From 1774 to 1776, he worked with Schellenberg to produce the illustrations for Lavater's famous work Physiognomische Fragmente zur Beförderung der Menschenkenntniß und Menschenliebe, a major treatise on physiognomy. Following that, he briefly worked with Johann Caspar's son, Johann Heinrich Füssli, better known as Henry Fuseli.

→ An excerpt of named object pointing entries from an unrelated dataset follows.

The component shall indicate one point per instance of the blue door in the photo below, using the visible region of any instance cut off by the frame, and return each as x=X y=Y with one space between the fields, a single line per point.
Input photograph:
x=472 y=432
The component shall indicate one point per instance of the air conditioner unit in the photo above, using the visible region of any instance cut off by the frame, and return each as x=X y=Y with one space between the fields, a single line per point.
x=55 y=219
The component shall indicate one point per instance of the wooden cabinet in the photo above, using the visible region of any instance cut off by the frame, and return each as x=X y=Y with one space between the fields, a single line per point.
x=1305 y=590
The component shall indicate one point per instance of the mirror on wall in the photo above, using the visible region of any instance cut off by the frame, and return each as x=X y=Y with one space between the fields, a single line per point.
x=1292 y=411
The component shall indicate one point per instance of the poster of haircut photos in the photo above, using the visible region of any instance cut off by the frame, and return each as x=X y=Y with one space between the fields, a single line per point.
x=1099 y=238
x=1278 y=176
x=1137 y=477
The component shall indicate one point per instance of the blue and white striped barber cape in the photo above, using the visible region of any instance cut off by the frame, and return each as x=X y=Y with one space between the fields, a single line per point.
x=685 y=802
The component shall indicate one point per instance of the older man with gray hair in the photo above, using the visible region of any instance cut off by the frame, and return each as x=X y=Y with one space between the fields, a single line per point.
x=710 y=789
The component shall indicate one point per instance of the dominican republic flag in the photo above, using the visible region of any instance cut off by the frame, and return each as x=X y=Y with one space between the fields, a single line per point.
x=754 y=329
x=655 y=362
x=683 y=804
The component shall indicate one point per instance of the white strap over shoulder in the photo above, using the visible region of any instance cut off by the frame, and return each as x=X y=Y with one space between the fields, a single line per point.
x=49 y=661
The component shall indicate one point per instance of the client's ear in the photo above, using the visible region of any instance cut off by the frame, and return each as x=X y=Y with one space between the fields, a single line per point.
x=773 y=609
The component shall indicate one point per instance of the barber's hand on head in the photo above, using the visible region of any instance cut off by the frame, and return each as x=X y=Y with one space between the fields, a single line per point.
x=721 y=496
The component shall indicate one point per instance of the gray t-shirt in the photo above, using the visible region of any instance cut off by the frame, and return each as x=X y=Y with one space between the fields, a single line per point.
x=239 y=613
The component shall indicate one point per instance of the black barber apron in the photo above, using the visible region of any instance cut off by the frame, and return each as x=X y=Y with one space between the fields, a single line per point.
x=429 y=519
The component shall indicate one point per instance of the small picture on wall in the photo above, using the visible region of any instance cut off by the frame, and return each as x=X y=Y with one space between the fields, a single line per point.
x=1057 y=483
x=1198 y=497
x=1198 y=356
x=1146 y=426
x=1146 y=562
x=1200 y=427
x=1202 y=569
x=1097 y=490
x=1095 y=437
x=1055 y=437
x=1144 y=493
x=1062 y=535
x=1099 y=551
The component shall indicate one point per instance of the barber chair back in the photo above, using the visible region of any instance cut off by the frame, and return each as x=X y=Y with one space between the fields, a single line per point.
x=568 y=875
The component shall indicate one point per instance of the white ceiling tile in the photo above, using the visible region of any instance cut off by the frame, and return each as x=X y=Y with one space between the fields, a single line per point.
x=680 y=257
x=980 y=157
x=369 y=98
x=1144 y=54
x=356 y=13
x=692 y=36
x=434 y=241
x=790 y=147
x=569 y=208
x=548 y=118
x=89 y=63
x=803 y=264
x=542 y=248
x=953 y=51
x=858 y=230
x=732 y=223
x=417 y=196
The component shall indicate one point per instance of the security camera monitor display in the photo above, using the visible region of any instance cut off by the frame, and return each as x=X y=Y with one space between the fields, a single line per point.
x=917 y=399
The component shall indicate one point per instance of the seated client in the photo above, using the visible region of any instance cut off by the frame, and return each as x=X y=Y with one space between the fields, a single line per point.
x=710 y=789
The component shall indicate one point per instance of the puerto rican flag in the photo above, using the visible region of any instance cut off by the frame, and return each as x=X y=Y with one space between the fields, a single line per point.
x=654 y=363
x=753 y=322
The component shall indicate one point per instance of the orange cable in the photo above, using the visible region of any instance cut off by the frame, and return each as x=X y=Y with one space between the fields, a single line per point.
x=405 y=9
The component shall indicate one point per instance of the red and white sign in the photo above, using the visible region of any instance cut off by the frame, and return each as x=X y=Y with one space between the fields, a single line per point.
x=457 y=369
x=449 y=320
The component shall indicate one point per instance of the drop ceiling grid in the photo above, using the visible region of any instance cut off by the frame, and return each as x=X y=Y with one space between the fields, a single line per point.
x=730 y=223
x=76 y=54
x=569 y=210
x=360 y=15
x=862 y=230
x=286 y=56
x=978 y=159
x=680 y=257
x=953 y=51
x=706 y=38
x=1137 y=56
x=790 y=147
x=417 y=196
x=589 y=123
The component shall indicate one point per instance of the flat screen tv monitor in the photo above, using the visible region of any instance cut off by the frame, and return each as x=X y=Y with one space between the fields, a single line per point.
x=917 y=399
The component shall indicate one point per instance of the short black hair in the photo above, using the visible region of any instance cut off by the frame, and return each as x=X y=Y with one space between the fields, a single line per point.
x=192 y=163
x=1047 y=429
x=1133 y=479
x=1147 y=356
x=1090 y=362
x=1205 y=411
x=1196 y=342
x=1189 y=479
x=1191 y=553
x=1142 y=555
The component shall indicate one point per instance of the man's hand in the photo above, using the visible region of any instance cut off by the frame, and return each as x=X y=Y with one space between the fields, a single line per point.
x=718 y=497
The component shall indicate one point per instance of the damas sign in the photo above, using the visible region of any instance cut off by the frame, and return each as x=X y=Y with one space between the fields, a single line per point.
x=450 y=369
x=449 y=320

From 1780 to 1782, with financial assistance, he made a study tour of Germany which included time at the Drawing Academy in Mannheim and a visit to Düsseldorf, where he discovered the works of Anthony van Dyck. From 1782 to 1789, he spent much of his time in Rome, where he became part of the German artistic community; befriending Johann Heinrich Wilhelm Tischbein, who was touring Italy with Goethe. Although grateful to Lavater for his continuing support, he felt trapped in Rome and his natural tendency to hypochondria intensified.

In 1789, thanks to a recommendation from Goethe, he was able to become a Professor at the Weimar Princely Free Drawing School. While there, he illustrated works by Goethe and Friedrich Schiller and created portraits of numerous German creative artists and intellectuals. He quit his position five years later, following a rift with Goethe, and returned to Zürich. In 1796, he was married and, the following year, became a citizen there. During this time, he illustrated the complete works of Christoph Martin Wieland. After 1801, he was a regular participant in the exhibitions of the Zürcher Künstlergesellschaft (art society). He left a legacy of almost 1,500 engravings.